The Dutch start-up Reducept has been around for a few years now. Together, founders Margryt Fennema and Louis Zantema developed the Reducept Method. This combines scientific insights about pain education, psychology with digital therapy. It is a complex, non-invasive treatment program aimed at reducing chronic pain without the use of medication. This makes use of Virtual Reality, among other things. Louis Zantema tells us more about this unique method for this instalment of our Start up of the day series.

Reducept
Louis Zantema/ Photo: Evgeniya Tukbaeva

What does Reducept do exactly?

“Reducept’s mission is to rid the world of chronic pain. We are doing this by developing a digital method that enables patients to gain a better understanding of their pain and learn to manage it themselves. Our Virtual Reality (VR) therapy Reducept plays an important role in this method. After all, pain always originates in the brain, and by using Reducept, we are training the brains of people who suffer from long-term pain.”

How did this idea come about?

“In the Netherlands, there is a huge number of people with chronic pain problems. An estimated 2.7 million in all. In my own work with this target group, I’ve noticed that education and psychological strategies can help these patients tremendously to alleviate their pain. However, less than 2 percent of patients nationwide are offered these types of interventions. There are simply not enough (pain) psychologists and finding their way to a psychologist is often perceived as difficult by patients as well.”

“This problem only really became clear when I met Margryt Fennema at the Leeuwarden Medical Center and we started working together for an innovation project – using the expertise of Margryt. Applying ‘design research’ principles that she taught me, it also became clear to me how willing these people are to try anything to get rid of their pain, and that we wanted to be able to offer more to them in this area.”

How did you proceed with things after that?

“We then actually started testing hypotheses step-by-step and working with patients to see what they needed when it came to expanding their pain treatment. There was already a lot of literature available on VR that is used in acute pain, but in trials we did with patients suffering from chronic pain, they also experienced VR as a very enjoyable distraction. After playing several VR games with patients, we found out more and more which interventions they were comfortable with. This is how we laid the foundation for our own VR therapy. In doing this, we not only wanted to use distraction as a way to alleviate pain. We also wanted to provide training and teach patients strategies to feel more in control of their pain.”

Reducept
Photo: Evgeniya Tukbaeva

What are your plans for the future?

“Right now, we are gradually expanding Reducept. For example, we’re working on specific treatment protocols and how patients receive information at home. After validating these protocols, we will then expand our method to other countries. We are also working with research partners on the scientific validation of Reducept. Ultimately, we hope Reducept for chronic pain will become guideline care in the Netherlands and other countries that is reimbursed by health insurers. If that proves successful, it would be nice to develop similar digital therapies for other target groups in the future.”

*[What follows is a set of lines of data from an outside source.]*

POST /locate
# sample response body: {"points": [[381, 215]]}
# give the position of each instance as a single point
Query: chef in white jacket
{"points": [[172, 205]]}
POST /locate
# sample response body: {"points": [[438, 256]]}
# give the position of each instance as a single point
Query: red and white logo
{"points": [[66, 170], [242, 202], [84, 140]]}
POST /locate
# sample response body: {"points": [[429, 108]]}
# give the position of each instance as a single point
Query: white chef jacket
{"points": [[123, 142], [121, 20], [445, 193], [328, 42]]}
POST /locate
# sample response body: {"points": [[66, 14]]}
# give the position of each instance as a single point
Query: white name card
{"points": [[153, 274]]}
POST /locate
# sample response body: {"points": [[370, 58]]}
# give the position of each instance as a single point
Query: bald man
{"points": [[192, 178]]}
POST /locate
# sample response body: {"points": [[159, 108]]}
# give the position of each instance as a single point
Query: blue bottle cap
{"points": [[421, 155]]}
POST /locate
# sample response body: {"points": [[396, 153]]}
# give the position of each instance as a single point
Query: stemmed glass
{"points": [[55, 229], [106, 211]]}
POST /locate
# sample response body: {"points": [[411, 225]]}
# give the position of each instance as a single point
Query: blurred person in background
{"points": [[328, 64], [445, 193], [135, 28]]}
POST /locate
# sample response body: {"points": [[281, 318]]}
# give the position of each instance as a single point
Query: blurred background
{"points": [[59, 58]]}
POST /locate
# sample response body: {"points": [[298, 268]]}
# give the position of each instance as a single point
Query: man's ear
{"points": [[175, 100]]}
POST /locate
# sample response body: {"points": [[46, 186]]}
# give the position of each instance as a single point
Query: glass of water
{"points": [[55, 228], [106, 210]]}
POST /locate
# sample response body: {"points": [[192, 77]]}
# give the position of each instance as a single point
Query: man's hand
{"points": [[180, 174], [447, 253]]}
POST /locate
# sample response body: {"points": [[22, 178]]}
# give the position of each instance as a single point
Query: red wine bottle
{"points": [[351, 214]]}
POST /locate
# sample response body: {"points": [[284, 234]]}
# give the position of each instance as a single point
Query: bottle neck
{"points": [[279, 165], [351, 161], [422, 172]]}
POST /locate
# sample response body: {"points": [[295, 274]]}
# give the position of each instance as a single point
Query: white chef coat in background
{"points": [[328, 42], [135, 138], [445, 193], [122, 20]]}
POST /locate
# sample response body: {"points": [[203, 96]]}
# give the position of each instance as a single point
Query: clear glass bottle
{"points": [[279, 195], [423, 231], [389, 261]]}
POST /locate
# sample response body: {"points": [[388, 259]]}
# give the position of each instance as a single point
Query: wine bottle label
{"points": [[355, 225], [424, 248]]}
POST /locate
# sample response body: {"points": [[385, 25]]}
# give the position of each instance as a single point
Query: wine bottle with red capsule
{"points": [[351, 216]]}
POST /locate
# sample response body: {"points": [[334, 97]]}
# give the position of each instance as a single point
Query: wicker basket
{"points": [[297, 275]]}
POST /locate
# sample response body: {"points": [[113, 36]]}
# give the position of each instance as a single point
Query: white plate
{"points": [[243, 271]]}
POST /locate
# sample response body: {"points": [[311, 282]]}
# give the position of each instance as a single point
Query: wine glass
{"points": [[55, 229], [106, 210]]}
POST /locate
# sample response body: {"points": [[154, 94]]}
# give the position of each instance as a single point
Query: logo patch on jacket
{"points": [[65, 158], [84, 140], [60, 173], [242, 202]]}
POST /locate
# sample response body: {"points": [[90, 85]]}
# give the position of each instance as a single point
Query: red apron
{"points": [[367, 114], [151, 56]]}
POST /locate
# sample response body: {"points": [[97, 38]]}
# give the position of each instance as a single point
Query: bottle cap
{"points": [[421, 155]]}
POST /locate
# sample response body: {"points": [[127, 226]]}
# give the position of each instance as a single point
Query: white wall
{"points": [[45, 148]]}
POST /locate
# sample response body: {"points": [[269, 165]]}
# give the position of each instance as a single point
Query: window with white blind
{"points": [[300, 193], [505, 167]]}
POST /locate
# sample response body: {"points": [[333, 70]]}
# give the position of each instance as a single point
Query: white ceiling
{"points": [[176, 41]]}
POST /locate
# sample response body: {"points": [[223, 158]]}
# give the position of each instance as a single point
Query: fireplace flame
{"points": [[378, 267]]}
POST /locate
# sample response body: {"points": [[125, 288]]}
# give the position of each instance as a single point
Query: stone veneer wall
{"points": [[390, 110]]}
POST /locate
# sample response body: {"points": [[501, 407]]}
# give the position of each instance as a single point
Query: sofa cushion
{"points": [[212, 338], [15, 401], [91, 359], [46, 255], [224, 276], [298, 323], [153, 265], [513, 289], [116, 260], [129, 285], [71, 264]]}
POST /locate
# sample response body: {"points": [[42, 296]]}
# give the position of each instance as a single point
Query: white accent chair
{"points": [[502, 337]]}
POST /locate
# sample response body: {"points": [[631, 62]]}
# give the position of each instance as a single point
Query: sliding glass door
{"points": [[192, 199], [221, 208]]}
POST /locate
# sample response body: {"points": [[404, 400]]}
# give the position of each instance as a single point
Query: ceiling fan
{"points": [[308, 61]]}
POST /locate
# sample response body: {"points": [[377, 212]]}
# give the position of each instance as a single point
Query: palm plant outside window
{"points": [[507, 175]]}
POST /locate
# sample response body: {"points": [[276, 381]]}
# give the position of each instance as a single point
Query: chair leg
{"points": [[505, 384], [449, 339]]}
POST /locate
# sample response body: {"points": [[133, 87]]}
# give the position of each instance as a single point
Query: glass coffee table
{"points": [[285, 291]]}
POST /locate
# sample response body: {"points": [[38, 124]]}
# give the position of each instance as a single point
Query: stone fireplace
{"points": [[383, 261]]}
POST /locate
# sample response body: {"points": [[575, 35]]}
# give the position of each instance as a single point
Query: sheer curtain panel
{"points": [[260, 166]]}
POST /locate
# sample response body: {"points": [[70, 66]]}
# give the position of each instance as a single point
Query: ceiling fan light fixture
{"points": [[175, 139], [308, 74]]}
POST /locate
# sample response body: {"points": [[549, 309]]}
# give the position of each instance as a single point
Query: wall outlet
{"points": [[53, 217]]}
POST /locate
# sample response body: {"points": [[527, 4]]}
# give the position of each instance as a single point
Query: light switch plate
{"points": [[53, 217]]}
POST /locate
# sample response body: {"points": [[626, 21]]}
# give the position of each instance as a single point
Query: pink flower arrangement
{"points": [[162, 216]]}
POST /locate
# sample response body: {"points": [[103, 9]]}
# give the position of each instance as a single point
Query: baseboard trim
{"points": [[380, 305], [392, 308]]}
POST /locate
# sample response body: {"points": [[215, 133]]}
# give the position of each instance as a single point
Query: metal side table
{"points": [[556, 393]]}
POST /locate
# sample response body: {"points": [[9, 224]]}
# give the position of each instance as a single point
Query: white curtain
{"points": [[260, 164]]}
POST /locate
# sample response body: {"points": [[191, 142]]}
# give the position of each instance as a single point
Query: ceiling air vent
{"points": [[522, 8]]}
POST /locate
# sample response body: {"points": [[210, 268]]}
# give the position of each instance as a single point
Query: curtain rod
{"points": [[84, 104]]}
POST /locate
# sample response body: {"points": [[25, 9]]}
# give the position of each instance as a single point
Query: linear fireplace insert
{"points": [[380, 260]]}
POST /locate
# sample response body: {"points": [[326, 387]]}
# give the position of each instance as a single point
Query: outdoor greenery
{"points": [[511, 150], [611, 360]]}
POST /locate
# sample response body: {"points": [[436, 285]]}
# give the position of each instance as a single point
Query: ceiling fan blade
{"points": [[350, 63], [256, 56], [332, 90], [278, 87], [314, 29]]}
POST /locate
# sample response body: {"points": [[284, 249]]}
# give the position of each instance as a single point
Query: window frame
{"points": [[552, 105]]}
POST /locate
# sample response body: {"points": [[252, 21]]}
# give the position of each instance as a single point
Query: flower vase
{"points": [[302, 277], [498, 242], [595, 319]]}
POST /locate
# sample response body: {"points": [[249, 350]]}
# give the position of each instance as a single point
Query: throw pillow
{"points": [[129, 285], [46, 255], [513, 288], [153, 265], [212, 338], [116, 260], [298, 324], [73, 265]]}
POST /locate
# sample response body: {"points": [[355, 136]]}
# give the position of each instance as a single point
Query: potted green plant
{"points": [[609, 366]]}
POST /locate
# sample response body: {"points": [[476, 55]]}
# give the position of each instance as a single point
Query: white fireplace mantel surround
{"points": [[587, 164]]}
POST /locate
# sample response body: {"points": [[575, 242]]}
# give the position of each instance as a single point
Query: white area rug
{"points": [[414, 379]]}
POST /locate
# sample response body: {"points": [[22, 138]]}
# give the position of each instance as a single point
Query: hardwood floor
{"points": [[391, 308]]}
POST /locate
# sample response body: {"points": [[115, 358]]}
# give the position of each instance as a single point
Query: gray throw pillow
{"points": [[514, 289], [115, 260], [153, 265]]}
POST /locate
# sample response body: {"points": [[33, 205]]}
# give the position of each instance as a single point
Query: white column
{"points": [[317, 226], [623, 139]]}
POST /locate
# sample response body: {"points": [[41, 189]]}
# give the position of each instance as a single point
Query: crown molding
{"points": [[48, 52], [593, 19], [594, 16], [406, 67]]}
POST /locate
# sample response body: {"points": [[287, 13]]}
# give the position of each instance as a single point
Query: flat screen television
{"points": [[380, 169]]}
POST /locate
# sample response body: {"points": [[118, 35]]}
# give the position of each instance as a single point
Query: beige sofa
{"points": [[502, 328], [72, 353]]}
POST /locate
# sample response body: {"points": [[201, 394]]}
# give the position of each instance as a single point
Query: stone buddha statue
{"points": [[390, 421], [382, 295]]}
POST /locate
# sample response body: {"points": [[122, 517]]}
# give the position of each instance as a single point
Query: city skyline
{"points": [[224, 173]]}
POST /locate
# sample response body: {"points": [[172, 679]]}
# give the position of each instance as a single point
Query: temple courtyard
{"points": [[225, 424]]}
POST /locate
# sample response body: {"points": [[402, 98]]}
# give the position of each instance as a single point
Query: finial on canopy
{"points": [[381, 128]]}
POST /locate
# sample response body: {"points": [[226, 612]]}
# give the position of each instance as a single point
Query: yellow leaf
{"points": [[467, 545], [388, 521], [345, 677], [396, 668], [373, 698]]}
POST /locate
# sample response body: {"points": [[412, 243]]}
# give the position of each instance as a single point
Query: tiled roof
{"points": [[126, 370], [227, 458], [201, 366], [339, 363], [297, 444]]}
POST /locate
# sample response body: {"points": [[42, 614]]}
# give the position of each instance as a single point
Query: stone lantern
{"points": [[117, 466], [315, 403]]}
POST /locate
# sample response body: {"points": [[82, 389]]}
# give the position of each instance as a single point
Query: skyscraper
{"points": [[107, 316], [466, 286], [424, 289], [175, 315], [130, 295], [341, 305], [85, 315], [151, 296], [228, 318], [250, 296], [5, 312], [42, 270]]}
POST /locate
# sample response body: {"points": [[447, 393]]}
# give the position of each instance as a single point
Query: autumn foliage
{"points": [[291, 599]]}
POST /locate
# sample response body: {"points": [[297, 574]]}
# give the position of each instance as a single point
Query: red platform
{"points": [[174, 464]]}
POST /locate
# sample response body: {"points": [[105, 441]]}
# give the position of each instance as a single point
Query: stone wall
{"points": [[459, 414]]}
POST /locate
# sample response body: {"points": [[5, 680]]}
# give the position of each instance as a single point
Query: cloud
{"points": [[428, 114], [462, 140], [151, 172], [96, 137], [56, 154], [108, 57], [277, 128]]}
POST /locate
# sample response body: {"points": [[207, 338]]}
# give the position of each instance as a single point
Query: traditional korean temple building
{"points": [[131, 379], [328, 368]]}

What else would you like to accomplish?

“Our hope is that we can make people aware of the way in which the body and mind continuously work together and influence each other. Even with those ‘disorders’ that we tend to have only a medical view of. What you see happening a lot these days is that an ailment is put in the ‘physical’ or ‘mental’ box. Are you suffering from burn-out? Then it’s mental and you go to a psychologist. Are you in pain for a long time? Then it’s physical and you go to a doctor. While physical sensations go hand in hand with mental symptoms and vice versa. It’s great that there is less of a taboo regarding mental healthcare than there was a few decades ago, but now it’s time to see and treat mental and physical ailments in a more integral sense.”